Tüm bu gelişmeler ışığında, Nuri el-Maliki’nin son Erbil ziyareti, iç ve dış siyasette yaklaşan değişimlerin habercisi olarak yorumlandı. 2025 yılı, İsrail–İran nüfuz mücadelesinin Irak’ta daha önce görülmemiş seviyelere ulaşması nedeniyle Bağdat için oldukça zor geçti. Bu durum, mevcut teokratik yapıyla “demokratik, birleşik bir Irak” hayalini her zamankinden daha uzak hale getirdi.
Bu bağlamda Erbil’deki sıcak karşılama, İran’a yakın bir siyasi lider olan Maliki’nin, yeni güç dengeleri karşısında Kürtlerle zorunlu bir uzlaşı arayışına girdiğini gösteriyor. Bazı siyasi çevreler, bu ziyaretin; Kürdistan Bölgesi Başkanı’nın, geleneksel olarak İran’a yakın olan KYB yerine Barzani’ye bağlı KDP’den seçilmesi karşılığında Maliki’ye başbakanlık için destek verilmesi yönünde bir anlaşmanın parçası olabileceğini savunuyor.
Ayrıca Washington’ın Irak'ta yeni hükümetin kurulmasına doğrudan müdahil olacağı, “milis yapılarının etkisini sona erdirebilecek bir başbakan” seçilmesini şart koşacağı yönündeki haberler; siyasi denklemin Kürtleri daha güçlü bir konuma taşıdığı izlenimini pekiştiriyor. Bu çerçevede hem ABD’ye yakınlığı hem de Batı’nın desteğini aldığı düşünülen mevcut başbakan Muhammed Şiya es-Sudani’nin yeniden aday gösterilmesi ihtimali de dile getiriliyor.
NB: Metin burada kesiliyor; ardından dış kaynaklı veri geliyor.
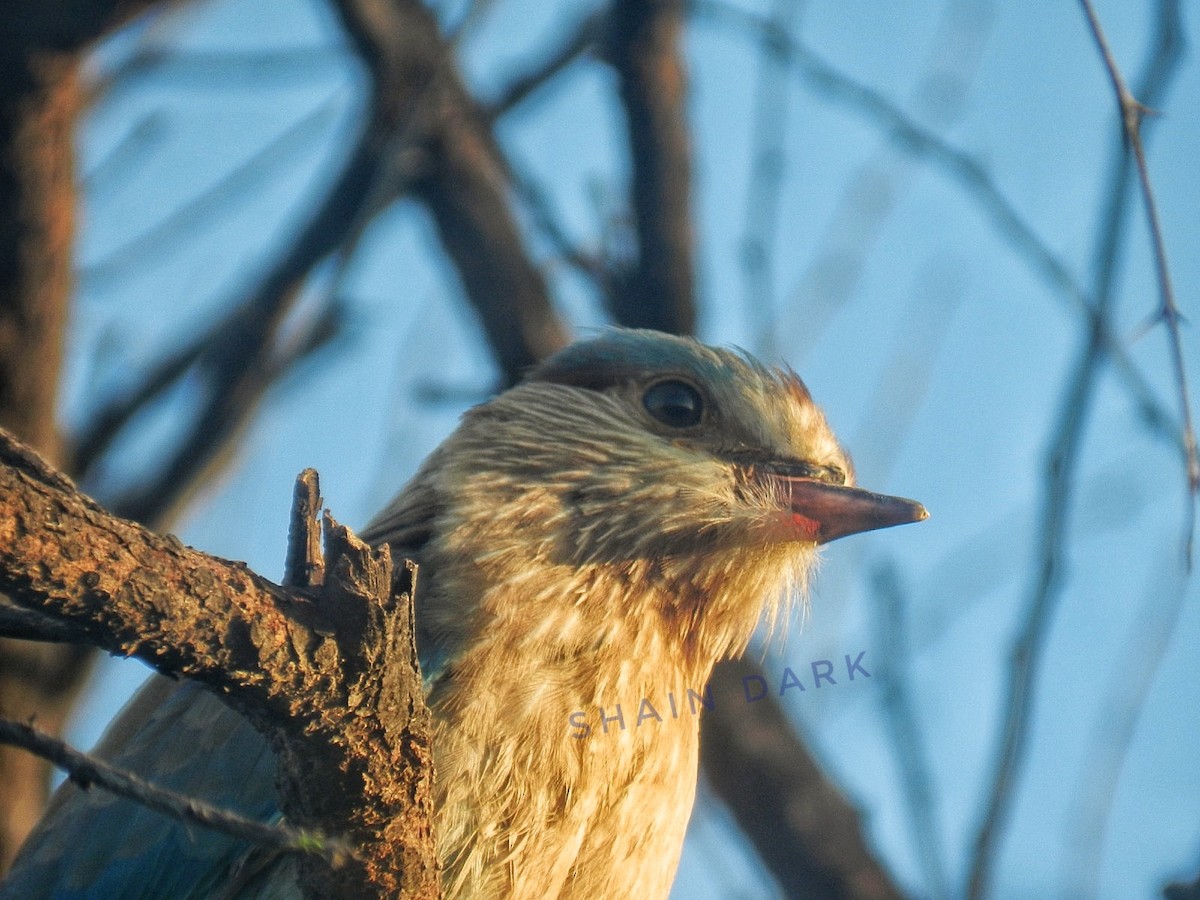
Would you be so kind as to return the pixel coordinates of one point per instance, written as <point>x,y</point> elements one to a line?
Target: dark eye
<point>675,403</point>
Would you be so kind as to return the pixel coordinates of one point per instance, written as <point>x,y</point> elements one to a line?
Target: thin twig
<point>1062,462</point>
<point>31,625</point>
<point>1116,724</point>
<point>1132,113</point>
<point>970,174</point>
<point>237,185</point>
<point>763,193</point>
<point>904,725</point>
<point>88,771</point>
<point>581,41</point>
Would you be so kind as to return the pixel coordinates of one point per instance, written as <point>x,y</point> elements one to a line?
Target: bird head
<point>699,479</point>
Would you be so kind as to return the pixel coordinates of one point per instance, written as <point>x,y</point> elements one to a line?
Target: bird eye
<point>675,403</point>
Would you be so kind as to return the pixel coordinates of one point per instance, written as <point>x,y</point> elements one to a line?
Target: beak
<point>825,513</point>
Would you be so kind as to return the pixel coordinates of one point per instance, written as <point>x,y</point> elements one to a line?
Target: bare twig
<point>1132,113</point>
<point>305,565</point>
<point>967,172</point>
<point>89,771</point>
<point>904,726</point>
<point>1060,474</point>
<point>235,186</point>
<point>29,625</point>
<point>763,193</point>
<point>582,40</point>
<point>643,48</point>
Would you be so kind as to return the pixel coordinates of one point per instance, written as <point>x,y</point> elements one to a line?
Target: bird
<point>603,533</point>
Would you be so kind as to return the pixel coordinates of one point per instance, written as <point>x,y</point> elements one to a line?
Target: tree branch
<point>1132,113</point>
<point>1061,463</point>
<point>643,48</point>
<point>327,676</point>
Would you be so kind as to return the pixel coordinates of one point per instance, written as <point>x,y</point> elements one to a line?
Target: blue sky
<point>937,351</point>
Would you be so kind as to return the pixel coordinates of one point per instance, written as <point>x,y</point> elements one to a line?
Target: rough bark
<point>39,101</point>
<point>328,673</point>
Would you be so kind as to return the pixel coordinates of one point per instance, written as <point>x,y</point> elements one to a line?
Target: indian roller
<point>601,533</point>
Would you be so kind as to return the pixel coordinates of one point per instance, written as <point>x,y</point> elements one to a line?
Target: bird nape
<point>603,533</point>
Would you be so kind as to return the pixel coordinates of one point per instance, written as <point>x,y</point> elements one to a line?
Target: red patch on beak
<point>822,513</point>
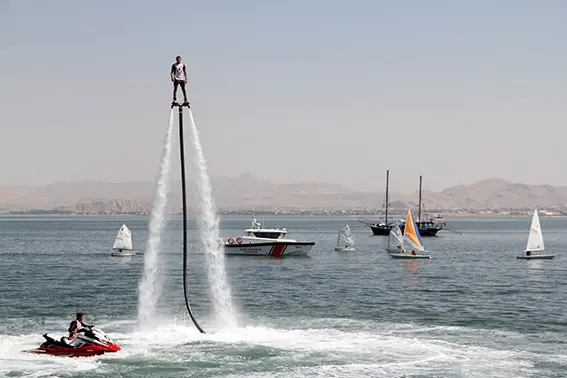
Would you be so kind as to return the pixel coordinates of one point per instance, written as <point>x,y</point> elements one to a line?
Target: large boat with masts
<point>429,227</point>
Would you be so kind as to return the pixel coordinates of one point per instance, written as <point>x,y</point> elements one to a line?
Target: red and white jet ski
<point>89,342</point>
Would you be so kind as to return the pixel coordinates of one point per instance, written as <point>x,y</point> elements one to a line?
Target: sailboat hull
<point>124,252</point>
<point>408,256</point>
<point>536,257</point>
<point>344,249</point>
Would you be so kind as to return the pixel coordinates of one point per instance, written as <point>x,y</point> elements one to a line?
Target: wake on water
<point>149,286</point>
<point>209,230</point>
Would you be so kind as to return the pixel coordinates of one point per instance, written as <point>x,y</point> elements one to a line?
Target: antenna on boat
<point>184,197</point>
<point>387,197</point>
<point>419,208</point>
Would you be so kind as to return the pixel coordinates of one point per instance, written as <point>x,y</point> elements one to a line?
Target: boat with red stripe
<point>259,241</point>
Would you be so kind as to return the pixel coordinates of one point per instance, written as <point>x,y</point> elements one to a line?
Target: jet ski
<point>89,342</point>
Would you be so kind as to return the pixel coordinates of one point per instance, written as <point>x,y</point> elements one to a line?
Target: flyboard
<point>184,208</point>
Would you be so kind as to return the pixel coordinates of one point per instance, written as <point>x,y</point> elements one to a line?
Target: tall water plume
<point>150,285</point>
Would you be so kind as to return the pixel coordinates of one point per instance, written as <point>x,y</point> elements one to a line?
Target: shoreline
<point>370,216</point>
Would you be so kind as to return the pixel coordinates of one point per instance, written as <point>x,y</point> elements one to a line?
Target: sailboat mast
<point>419,208</point>
<point>387,198</point>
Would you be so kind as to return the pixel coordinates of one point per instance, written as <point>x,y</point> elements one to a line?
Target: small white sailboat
<point>535,242</point>
<point>344,240</point>
<point>411,239</point>
<point>395,240</point>
<point>123,243</point>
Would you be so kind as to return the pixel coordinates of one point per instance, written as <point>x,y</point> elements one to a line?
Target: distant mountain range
<point>249,192</point>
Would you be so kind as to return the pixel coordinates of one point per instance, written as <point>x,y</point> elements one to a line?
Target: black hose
<point>184,197</point>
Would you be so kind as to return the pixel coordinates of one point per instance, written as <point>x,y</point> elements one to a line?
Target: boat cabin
<point>269,233</point>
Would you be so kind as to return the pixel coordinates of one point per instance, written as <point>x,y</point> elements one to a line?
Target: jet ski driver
<point>75,327</point>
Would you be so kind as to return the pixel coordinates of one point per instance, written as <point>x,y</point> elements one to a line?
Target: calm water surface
<point>473,310</point>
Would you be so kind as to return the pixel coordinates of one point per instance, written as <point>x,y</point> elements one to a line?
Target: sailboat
<point>535,242</point>
<point>123,243</point>
<point>426,227</point>
<point>413,240</point>
<point>344,240</point>
<point>395,240</point>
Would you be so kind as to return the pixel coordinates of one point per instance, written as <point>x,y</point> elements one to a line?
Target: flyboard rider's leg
<point>175,84</point>
<point>182,84</point>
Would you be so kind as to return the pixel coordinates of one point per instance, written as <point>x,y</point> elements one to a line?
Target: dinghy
<point>535,242</point>
<point>411,239</point>
<point>344,240</point>
<point>395,240</point>
<point>123,243</point>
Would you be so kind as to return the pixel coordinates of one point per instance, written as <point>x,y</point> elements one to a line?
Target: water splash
<point>149,286</point>
<point>209,230</point>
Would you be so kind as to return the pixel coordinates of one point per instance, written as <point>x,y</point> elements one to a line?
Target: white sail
<point>535,239</point>
<point>395,238</point>
<point>344,238</point>
<point>123,239</point>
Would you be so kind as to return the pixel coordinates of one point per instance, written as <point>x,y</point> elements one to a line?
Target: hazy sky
<point>288,91</point>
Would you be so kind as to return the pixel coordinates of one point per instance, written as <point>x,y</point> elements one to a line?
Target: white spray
<point>209,230</point>
<point>149,286</point>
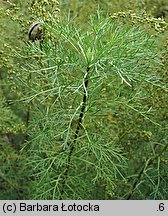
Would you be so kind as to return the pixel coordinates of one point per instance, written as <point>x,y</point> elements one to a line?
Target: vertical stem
<point>72,144</point>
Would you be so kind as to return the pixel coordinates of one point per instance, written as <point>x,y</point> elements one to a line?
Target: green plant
<point>85,86</point>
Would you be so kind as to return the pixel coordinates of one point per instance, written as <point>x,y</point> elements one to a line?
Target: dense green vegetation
<point>83,111</point>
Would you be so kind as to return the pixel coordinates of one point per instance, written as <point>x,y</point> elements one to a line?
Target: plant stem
<point>72,144</point>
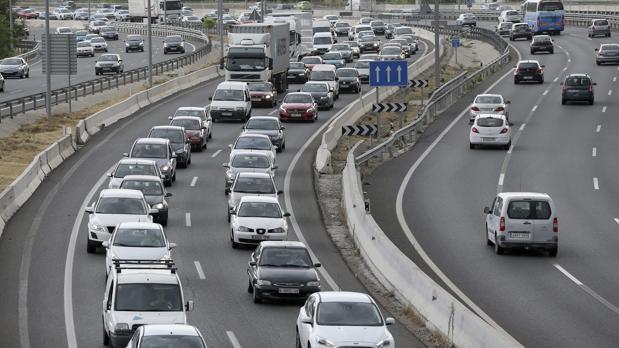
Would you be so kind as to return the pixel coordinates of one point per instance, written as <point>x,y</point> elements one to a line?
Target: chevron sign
<point>362,129</point>
<point>419,83</point>
<point>389,107</point>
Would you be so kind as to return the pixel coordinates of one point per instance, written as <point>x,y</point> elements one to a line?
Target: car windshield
<point>254,185</point>
<point>148,297</point>
<point>490,122</point>
<point>348,314</point>
<point>228,95</point>
<point>148,187</point>
<point>253,143</point>
<point>529,209</point>
<point>121,205</point>
<point>285,257</point>
<point>139,237</point>
<point>260,210</point>
<point>250,161</point>
<point>298,99</point>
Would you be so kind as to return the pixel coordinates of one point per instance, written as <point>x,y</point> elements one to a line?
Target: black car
<point>529,70</point>
<point>298,72</point>
<point>282,270</point>
<point>178,140</point>
<point>542,43</point>
<point>134,43</point>
<point>577,87</point>
<point>321,93</point>
<point>348,79</point>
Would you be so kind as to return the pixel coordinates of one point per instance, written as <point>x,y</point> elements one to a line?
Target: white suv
<point>522,220</point>
<point>139,293</point>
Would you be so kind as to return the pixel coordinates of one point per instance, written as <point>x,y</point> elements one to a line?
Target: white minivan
<point>522,220</point>
<point>231,100</point>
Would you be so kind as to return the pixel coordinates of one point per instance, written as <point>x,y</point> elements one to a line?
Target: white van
<point>326,73</point>
<point>522,220</point>
<point>322,42</point>
<point>231,100</point>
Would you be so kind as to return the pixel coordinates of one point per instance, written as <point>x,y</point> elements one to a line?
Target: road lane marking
<point>233,340</point>
<point>199,269</point>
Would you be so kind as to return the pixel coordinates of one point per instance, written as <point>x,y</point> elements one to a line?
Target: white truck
<point>160,10</point>
<point>258,52</point>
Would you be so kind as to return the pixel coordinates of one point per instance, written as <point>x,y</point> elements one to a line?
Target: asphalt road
<point>36,247</point>
<point>16,88</point>
<point>563,150</point>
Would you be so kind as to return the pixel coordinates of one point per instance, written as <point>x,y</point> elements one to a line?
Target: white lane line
<point>199,269</point>
<point>233,340</point>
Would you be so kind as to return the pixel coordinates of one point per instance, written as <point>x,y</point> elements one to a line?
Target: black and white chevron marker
<point>389,107</point>
<point>361,129</point>
<point>419,83</point>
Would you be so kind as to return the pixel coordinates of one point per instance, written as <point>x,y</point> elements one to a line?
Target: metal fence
<point>36,101</point>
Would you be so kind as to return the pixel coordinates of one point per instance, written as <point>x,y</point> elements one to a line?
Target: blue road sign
<point>388,73</point>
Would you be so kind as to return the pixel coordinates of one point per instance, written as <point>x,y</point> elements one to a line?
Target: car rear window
<point>529,209</point>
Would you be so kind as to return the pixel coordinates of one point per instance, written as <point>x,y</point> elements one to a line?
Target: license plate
<point>288,291</point>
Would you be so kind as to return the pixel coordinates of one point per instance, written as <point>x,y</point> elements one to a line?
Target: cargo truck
<point>258,52</point>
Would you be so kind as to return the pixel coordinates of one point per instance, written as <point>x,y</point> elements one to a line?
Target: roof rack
<point>119,265</point>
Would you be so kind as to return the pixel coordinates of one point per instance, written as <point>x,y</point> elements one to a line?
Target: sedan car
<point>256,219</point>
<point>607,53</point>
<point>490,130</point>
<point>336,319</point>
<point>109,63</point>
<point>577,87</point>
<point>298,106</point>
<point>111,208</point>
<point>269,126</point>
<point>14,67</point>
<point>489,104</point>
<point>529,70</point>
<point>181,144</point>
<point>262,93</point>
<point>282,270</point>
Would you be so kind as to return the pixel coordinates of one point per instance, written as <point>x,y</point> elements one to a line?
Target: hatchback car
<point>577,87</point>
<point>607,53</point>
<point>282,270</point>
<point>335,319</point>
<point>529,71</point>
<point>522,220</point>
<point>298,106</point>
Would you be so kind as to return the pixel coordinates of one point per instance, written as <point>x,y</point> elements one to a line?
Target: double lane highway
<point>435,195</point>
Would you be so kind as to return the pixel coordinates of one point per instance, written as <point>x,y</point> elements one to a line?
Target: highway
<point>53,288</point>
<point>16,88</point>
<point>563,150</point>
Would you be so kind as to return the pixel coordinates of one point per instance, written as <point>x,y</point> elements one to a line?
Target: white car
<point>490,130</point>
<point>342,319</point>
<point>522,220</point>
<point>257,219</point>
<point>137,241</point>
<point>489,104</point>
<point>113,207</point>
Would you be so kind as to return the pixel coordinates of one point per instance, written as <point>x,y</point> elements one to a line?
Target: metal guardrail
<point>36,101</point>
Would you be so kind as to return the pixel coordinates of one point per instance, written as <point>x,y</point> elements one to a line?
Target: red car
<point>298,106</point>
<point>310,61</point>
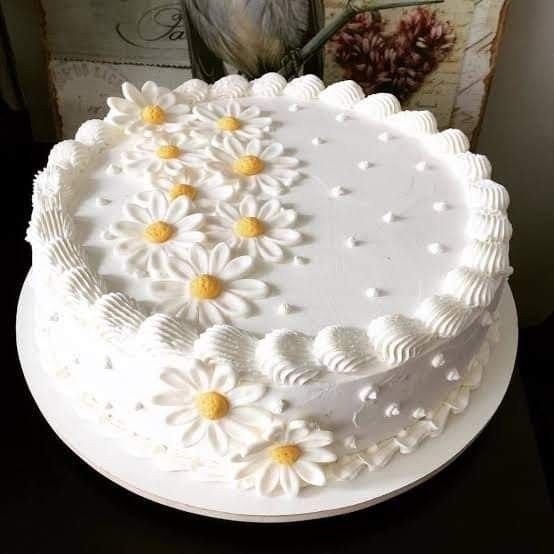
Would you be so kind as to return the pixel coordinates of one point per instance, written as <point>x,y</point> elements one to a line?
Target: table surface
<point>493,497</point>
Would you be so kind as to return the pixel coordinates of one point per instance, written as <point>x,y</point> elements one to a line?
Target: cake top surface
<point>370,226</point>
<point>276,206</point>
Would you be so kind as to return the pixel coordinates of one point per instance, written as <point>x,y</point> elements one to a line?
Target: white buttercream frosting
<point>415,123</point>
<point>342,349</point>
<point>378,106</point>
<point>396,338</point>
<point>343,375</point>
<point>343,95</point>
<point>304,88</point>
<point>488,195</point>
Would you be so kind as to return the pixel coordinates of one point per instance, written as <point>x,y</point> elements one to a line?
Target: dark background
<point>494,498</point>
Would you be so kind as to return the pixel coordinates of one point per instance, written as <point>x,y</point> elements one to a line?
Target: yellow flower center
<point>212,405</point>
<point>286,454</point>
<point>248,165</point>
<point>205,287</point>
<point>182,189</point>
<point>229,123</point>
<point>158,232</point>
<point>168,151</point>
<point>249,227</point>
<point>153,114</point>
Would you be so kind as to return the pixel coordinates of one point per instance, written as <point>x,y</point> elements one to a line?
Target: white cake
<point>268,284</point>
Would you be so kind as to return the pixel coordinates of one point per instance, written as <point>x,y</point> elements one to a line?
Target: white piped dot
<point>392,410</point>
<point>364,165</point>
<point>113,169</point>
<point>350,442</point>
<point>352,242</point>
<point>453,375</point>
<point>284,309</point>
<point>368,394</point>
<point>102,202</point>
<point>486,320</point>
<point>279,406</point>
<point>338,191</point>
<point>435,248</point>
<point>299,260</point>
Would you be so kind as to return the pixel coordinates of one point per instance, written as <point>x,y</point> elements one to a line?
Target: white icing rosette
<point>153,230</point>
<point>255,165</point>
<point>209,287</point>
<point>228,119</point>
<point>151,110</point>
<point>292,457</point>
<point>212,408</point>
<point>203,189</point>
<point>261,229</point>
<point>167,154</point>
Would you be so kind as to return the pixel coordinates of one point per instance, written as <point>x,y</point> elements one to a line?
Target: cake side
<point>290,367</point>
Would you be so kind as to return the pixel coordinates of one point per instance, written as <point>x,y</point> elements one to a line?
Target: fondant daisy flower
<point>261,230</point>
<point>153,230</point>
<point>151,110</point>
<point>165,153</point>
<point>209,287</point>
<point>215,119</point>
<point>290,458</point>
<point>203,189</point>
<point>254,165</point>
<point>213,408</point>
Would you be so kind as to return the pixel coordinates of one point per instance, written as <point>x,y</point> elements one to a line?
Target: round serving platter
<point>174,489</point>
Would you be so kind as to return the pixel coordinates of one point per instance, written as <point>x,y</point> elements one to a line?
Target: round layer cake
<point>270,284</point>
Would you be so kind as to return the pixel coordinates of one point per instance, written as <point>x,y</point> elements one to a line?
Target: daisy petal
<point>167,289</point>
<point>239,432</point>
<point>310,473</point>
<point>133,95</point>
<point>127,229</point>
<point>219,258</point>
<point>181,417</point>
<point>217,439</point>
<point>319,455</point>
<point>232,305</point>
<point>289,480</point>
<point>248,206</point>
<point>223,379</point>
<point>245,394</point>
<point>177,210</point>
<point>194,432</point>
<point>272,151</point>
<point>267,480</point>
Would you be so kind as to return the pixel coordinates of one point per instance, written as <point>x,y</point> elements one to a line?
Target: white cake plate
<point>221,501</point>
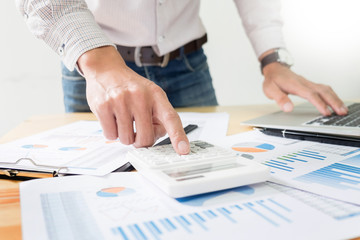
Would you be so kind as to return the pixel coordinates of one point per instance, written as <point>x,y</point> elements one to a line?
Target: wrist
<point>273,67</point>
<point>98,60</point>
<point>279,56</point>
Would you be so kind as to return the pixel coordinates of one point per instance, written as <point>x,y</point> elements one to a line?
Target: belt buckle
<point>137,56</point>
<point>165,61</point>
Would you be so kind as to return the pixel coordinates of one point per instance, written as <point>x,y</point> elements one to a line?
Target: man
<point>160,41</point>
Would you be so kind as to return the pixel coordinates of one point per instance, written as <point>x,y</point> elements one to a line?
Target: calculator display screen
<point>199,169</point>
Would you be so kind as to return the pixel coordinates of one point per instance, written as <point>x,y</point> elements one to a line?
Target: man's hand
<point>118,97</point>
<point>281,81</point>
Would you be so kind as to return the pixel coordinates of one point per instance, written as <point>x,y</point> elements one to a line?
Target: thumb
<point>272,91</point>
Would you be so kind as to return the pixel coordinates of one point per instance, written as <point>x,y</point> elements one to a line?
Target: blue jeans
<point>186,81</point>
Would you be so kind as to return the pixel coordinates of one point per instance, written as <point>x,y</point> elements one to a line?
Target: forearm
<point>68,28</point>
<point>263,24</point>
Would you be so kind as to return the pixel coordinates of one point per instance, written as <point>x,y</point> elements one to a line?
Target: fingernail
<point>344,109</point>
<point>287,107</point>
<point>328,112</point>
<point>183,147</point>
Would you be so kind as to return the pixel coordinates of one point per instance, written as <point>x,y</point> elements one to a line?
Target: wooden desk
<point>10,220</point>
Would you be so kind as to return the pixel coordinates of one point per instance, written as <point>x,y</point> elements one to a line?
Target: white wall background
<point>322,35</point>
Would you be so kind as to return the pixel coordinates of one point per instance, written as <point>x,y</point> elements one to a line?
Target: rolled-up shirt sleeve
<point>263,23</point>
<point>67,26</point>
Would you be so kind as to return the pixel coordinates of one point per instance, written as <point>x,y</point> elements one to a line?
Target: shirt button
<point>61,50</point>
<point>161,38</point>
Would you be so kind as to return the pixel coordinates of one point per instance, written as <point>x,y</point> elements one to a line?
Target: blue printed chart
<point>265,212</point>
<point>285,162</point>
<point>328,170</point>
<point>355,160</point>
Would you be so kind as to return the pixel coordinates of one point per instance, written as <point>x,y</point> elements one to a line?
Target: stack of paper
<point>314,194</point>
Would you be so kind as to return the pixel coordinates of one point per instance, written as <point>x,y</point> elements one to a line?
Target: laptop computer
<point>306,123</point>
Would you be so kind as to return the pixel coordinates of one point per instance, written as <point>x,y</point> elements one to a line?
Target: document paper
<point>80,148</point>
<point>126,206</point>
<point>326,169</point>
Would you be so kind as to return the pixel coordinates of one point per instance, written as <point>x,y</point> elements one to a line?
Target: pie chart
<point>115,192</point>
<point>252,147</point>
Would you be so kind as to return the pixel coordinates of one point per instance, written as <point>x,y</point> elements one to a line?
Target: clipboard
<point>17,171</point>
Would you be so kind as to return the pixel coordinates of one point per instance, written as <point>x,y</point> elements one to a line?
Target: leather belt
<point>145,56</point>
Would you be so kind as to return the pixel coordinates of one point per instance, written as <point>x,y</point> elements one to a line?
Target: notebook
<point>306,123</point>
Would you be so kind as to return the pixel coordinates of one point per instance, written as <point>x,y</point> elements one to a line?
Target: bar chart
<point>266,212</point>
<point>285,162</point>
<point>340,176</point>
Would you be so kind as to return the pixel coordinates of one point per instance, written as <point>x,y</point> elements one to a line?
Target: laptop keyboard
<point>352,119</point>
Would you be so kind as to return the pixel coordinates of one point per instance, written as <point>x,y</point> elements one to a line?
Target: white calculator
<point>205,169</point>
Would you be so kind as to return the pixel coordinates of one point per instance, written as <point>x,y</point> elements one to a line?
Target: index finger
<point>173,126</point>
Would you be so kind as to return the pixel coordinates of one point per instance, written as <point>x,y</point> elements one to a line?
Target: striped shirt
<point>72,27</point>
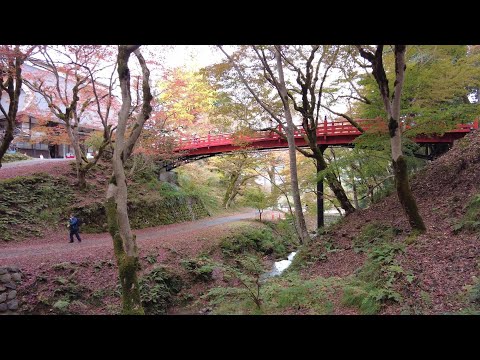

Bölgesel gelişmeler ve yeni ittifaklar, Kürdistan Bölgesi’ni ABD için daha da vazgeçilmez bir ortak haline getirmiş durumda. Peşmerge güçlerinin ABD ile uzun yıllara dayanan güvenlik işbirliği, bölgeyi İran’ın “Şii Hilali” projesine yakın Iraklı partilere kıyasla Washington’ın daha güvenilir müttefiki yapıyor.
Tüm bu veriler ışığında birçok gözlemci, İran’ın Irak siyaseti üzerindeki etkisinin, yaşanan bölgesel kırılmalarla birlikte azalmakta olduğunu düşünüyor. Buna karşın petrol ve gaz zengini Kürdistan Bölgesi’nin; Batı’nın Irak’taki çıkarlarını koruyan, istikrarlı ve öngörülebilir bir partner olarak öne çıktığı görülüyor.
Sonuç olarak, Irak’ın hızla değişen siyasi ortamında Erbil’in rolü daha önce hiç olmadığı kadar kritik hale gelmiş durumda. Yaşanan gelişmeler, Kürdistan Bölgesi’nin Irak’ın geleceğinde “kral yapıcı” bir aktör olma ihtimalini her zamankinden daha güçlü kılıyor.